Meet the Up-and-Coming Label That’s Redefining Parisian Fashion

Photography by Cyrille George Jerusalmi for Yahoo Style

Each city on the fashion calendar more or less has a distinct personality, and Paris has always been the city of fashion, where established designers used to move in hopes of solidifying their careers. It was not a city for the youth or for the experimental. That, of course, has changed in the past few years.

One of the labels that has broken through to truly create a new wave of fashion is Aalto, the barely two-year-old label headed by Finnish designer Tuomas Merikoski. Merikoski had been doing the rounds in Paris for 15 years, working at places like Louis Vuitton and Givenchy before realizing there was something missing.

“For six years I have had this thought in my mind that coming from Finland, and coming from the north, is an area that has not been explored in fashion,” Merikoski tells me over the phone from Paris days before his show. And what Merikoski is exploring isn’t the Finland of Tove Jansson’s Moomins, not the cookie-cutter tourist light of the Scandinavian country, but more of the real experience of growing up in a quasi-isolated country where the sun doesn’t rise or set for many days. What drives and inspires Merikoski is his time as a teen growing up Finland.

“The youth culture in Finland is very free,” he explains. “We were very free, very young [running around] without the supervision of parents. It’s faith, country, the absence of a big city.”

“I always go back to the idea of my youth, the contrasts, the freedom, the diversity,” he adds.

What this translates into is clothes that are luxurious, but with an ineffable ease.

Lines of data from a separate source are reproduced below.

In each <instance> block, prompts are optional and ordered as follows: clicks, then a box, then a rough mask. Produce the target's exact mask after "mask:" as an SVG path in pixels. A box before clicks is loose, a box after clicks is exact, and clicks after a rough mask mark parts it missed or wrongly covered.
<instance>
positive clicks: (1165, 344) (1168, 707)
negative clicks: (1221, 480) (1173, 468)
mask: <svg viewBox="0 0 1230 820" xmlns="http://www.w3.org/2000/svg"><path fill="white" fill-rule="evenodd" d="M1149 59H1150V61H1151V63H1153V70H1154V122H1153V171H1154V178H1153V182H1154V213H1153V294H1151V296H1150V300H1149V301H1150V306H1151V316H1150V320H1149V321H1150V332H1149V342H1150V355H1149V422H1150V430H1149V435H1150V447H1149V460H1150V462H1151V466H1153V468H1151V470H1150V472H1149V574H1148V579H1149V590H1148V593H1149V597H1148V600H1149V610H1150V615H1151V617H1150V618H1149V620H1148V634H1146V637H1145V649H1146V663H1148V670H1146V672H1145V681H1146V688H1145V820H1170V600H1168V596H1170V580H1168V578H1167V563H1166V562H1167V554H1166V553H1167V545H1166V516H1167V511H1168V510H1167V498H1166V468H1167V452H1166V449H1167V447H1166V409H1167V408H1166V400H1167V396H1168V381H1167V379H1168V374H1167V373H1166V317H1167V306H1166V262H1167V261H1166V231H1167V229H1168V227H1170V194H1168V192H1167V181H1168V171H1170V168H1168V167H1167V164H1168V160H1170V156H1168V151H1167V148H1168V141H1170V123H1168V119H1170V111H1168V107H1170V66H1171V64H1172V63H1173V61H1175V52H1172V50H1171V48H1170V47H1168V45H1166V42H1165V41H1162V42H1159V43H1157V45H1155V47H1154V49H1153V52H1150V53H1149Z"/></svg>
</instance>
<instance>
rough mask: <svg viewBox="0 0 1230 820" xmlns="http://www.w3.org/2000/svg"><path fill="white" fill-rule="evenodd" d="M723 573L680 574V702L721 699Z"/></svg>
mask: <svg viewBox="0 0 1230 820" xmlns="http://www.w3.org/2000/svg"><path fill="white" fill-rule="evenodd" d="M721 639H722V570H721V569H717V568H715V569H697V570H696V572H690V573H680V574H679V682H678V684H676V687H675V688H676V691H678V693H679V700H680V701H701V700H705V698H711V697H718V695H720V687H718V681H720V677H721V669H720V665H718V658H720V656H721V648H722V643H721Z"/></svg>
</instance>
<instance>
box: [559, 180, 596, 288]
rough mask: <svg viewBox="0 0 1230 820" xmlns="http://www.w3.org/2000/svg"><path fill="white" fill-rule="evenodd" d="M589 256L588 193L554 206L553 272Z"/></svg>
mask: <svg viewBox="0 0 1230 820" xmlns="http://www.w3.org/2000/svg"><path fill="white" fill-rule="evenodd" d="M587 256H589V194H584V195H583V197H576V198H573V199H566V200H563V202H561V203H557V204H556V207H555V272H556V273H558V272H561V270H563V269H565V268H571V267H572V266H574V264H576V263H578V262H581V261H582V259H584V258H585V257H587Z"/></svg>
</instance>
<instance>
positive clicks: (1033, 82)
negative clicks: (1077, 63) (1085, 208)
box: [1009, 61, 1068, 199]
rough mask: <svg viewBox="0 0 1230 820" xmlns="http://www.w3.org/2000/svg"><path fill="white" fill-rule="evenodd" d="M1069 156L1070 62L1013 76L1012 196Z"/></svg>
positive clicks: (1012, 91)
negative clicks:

Loose trousers worn with marching jackets for a relaxed, modern take on the suit, unusual color combinations like bubblegum pink and mustard, layers upon layers of colors, of clothes, with graphic details that often come from collaborations with Finnish artists. They are genderless, not in a way that is trying to attach itself to the current gender conversation, but in that natural way that teens dress in certain subcultures, particularly those that sprung from music scenes in the ’90s. It’s all whatever you want it to be. It’s no coincidence that music was Merikoski’s first foray into fashion.

“I lived in Finland until I was 21, and when I was living there I wasn’t very interested in fashion. I was into the music and DJ culture of the ’80s and ’90s, hip-hop, trip-hop, and that kind of got me more into the lifestyle,” he remembers. “I finished my high school and thought I would like to start something else, I was very bored. Fashion was a very un-obvious choice — nobody did fashion in Finland at the time, but it was very intriguing. I kind of jumped into something that was very unknown for me and my surroundings.”

Luckily for Merikoski, fashion is currently going through a “youth culture” revival phase, so his instincts about what was lacking in fashion and his desire to branch out on his own perfectly aligned. Last year he was an LVMH prize semifinalist. Now that he has the industry’s attention, his thoughts are, inevitably, in the future. “I’ve been thinking about what the future could be, about the environment. Nature is super important and present in Finland, but at the same time everyone is living in more urban spaces. I think it is that appreciation and acceptance of those contrasts [that energizes me], to think more of them like a strange wreck rather than a defect.” A beautiful way to look at the world.